#### Answer

(a) $\theta = 20.9^{\circ}$
The truck does not need to go slower than the car.
(b) The normal force on the car is 11,800 N.
The normal force on the truck is 23,600 N.

#### Work Step by Step

(a) We can convert the speed to units of m/s.
$v = (65.0~mi/h)(\frac{1609~m}{1~mi})(\frac{1~h}{3600~s})$
$v = 29.0~m/s$
We can set up one force equation each for the horizontal direction and the vertical direction.
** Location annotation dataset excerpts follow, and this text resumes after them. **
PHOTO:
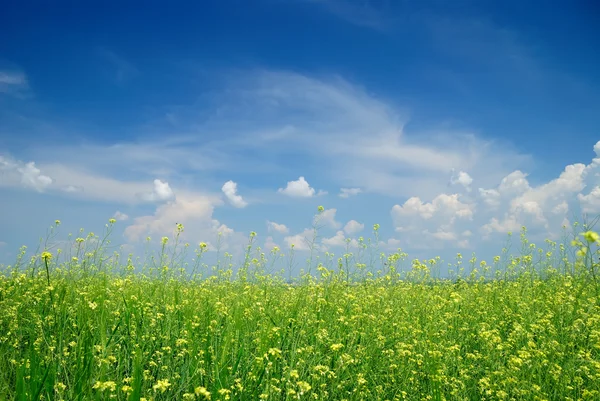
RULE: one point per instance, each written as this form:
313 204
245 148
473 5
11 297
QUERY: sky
449 124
$F_N~sin(\theta) = \frac{mv^2}{r}$
$F_N~cos(\theta) = mg$
We can divide the first equation by the second equation.
$tan(\theta) = \frac{v^2}{gr}$
$\theta = arctan(\frac{v^2}{gr})$
$\theta = arctan(\frac{(29.0~m/s)^2}{(9.80~m/s^2)(225~m)})$
$\theta = 20.9^{\circ}$
The speed to safely round the curve does not depend on the mass of the vehicle, so the truck does not need to go slower than the car.
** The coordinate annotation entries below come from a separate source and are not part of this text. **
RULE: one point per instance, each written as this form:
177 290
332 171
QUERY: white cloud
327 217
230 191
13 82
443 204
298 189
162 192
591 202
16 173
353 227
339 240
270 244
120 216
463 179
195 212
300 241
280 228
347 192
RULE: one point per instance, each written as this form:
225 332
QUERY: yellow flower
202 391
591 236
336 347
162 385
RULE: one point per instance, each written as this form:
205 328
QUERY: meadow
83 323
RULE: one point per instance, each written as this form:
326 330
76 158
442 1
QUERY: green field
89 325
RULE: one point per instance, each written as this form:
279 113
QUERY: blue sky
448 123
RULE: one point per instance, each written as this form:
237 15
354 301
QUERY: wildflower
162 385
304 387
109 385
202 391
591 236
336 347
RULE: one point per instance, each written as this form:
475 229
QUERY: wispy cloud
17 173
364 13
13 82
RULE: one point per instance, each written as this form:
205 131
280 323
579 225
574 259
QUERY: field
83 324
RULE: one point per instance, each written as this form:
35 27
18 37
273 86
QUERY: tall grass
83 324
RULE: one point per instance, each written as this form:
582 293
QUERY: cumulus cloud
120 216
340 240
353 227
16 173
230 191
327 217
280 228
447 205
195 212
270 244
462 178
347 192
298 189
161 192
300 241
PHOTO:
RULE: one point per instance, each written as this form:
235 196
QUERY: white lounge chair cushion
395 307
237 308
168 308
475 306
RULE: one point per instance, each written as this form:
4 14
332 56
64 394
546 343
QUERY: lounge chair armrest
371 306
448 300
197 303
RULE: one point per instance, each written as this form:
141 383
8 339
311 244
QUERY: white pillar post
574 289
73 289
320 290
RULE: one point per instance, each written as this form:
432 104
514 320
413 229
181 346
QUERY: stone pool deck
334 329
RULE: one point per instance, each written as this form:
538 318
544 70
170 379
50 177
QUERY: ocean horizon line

(b) We can find an expression for the normal force.
$F_N~cos(\theta) = mg$
$F_N = \frac{mg}{cos(\theta)}$
We can find the normal force on the car.
$F_N = \frac{mg}{cos(\theta)}$
$F_N = \frac{(1125~kg)(9.80~m/s^2)}{cos(20.9^{\circ})}$
$F_N = 11,800~N$
The normal force on the car is 11,800 N.
We can find the normal force on the truck.
$F_N = \frac{mg}{cos(\theta)}$
$F_N = \frac{(2250~kg)(9.80~m/s^2)}{cos(20.9^{\circ})}$
$F_N = 23,600~N$
The normal force on the truck is 23,600 N.